Browser Harness provides a direct connection between LLMs and your browser using a thin, editable CDP interface. The system allows agents to write and improve their own helper functions during execution to handle complex tasks. Users can leverage this framework to automate browser workflows while building a library of reusable, agent-generated domain skills.

// technical analysis

Browser Harness is designed as a lightweight, editable CDP-based interface that connects LLMs directly to a real browser, prioritizing complete operational freedom. By allowing the agent to write its own helper functions and domain-specific skills during execution, the project creates a self-improving loop that minimizes the need for manual intervention.
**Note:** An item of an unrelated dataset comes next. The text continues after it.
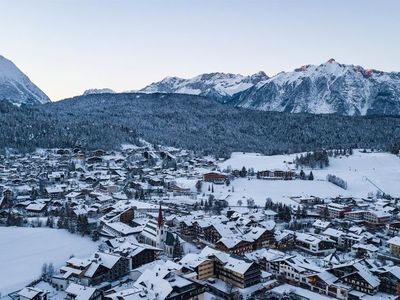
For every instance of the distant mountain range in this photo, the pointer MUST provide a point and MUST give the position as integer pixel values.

This architecture shifts the burden of browser automation from static scripting to dynamic, agent-authored code, effectively solving the brittleness common in traditional web automation tools.

// key highlights

01
Provides a direct, thin WebSocket connection to Chrome for full browser control without intermediary layers.
02
Enables agents to write and refine their own custom helper functions in real-time to handle missing capabilities.
03
Features a self-improving skill system where the agent saves successful task flows into reusable domain-specific modules.
04
Supports remote browser integration with built-in proxy and captcha-solving capabilities for stealth and deployment.
05
Maintains a compact codebase of approximately 592 lines of Python, ensuring transparency and ease of maintenance.
06
Encourages community-driven growth by allowing users to share agent-generated skill folders for common web platforms.

// use cases

01
Direct LLM-to-browser control via CDP
02
Self-improving agent helper scripts
03
Reusable domain-specific automation skills

// getting started

To begin, follow the instructions in install.md to bootstrap the browser connection and link the repository to your local Chrome instance. Use the provided setup prompt with an LLM-powered coding assistant like Claude Code to automate the initial configuration. Once installed, you can execute tasks and allow the agent to automatically generate and save domain-specific skills in the agent-workspace directory.